Rahul and Rohan Raju, ages 13 and 15, of United Arab Emirates, are young artists whose work portraying endangered species has been exhibited all over the world, highlighting the urgent need to protect wildlife.
Victor Aguilar, age 16, of Puerto Rico, USA, developed a habitat for indigenous boa constrictors, and established trails with educational information for the public.
Nicole Francis, age 16, of New York, USA, is a dedicated young scientist who studies glass eel migration in Blind Brook off the Long Island Sound.
Anya de Saram-Larssen, age 13, of Sri Lanka, raised funds for an “elefriendly” bus so that rural children did not have to walk to school through an area frequented by potentially dangerous elephants.
Will Gladstone, age 13, of Massachusetts, USA, set up a foundation, website and Instagram account to educate others about the Blue-Footed Boobies of the Galapagos Islands. He has raised $40,000 for The Galapagos Conservancy by selling blue socks.
Claire Vlases, age 15, of Missouri, USA, persuaded her local school authority to install solar panels at her school, and raised the funds for the installation.
Juan David Galeano Avila, age 13, of Colombia, engaged his neighbors in collecting trash from the local river bank, then researched and implemented recycling options.

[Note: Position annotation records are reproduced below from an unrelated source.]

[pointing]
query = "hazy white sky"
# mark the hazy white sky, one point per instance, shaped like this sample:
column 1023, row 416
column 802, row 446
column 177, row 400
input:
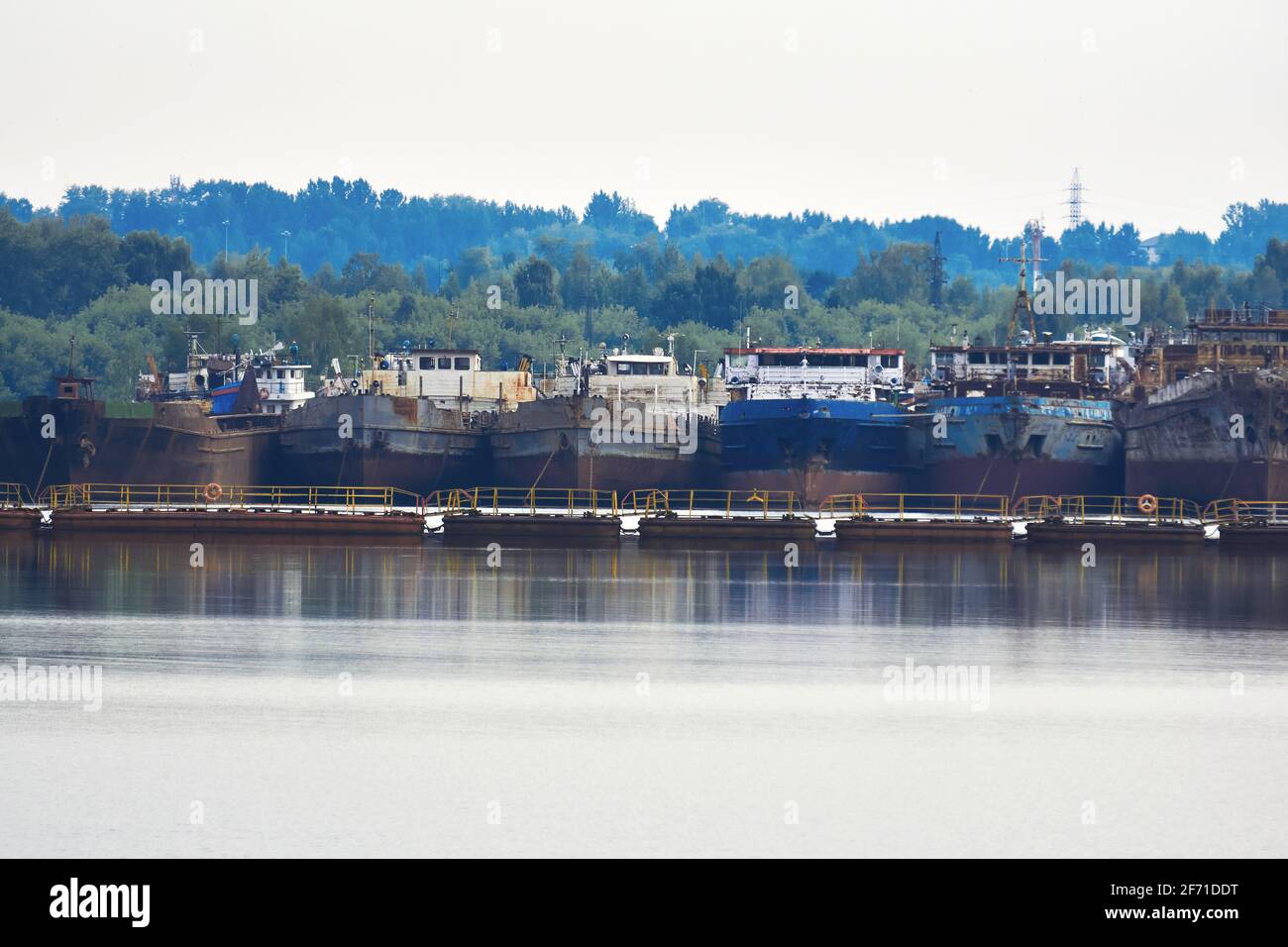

2018 ECO-HEROES CONFERENCE
The 2018 International Young Eco-Heroes will meet at Google’s San Francisco offices and via Google Hangout on Saturday, August 25, 2018, from 10 a.m. to noon Pacific time, for a conference hosted by Action for Nature and streamed on YouTube Live. Participants will discuss their projects and take questions from the audience via chat. Visit actionfornature.org for a link to the video stream.
ABOUT ACTION FOR NATURE
Action For Nature is an international nonprofit organization based in San Francisco, California, USA, that encourages young people to develop a love and respect for nature and to take personal action to protect the Earth's natural resources. The International Young Eco-Hero Awards recognize young people ages 8-16 who are taking important steps to solve tough environmental problems. Awarded annually, AFN's Eco-Heroes are determined by a panel of judges including experts in environmental science, biology, and education. Since 2003, Action for Nature has recognized 250 young people from 23 countries and across the United States.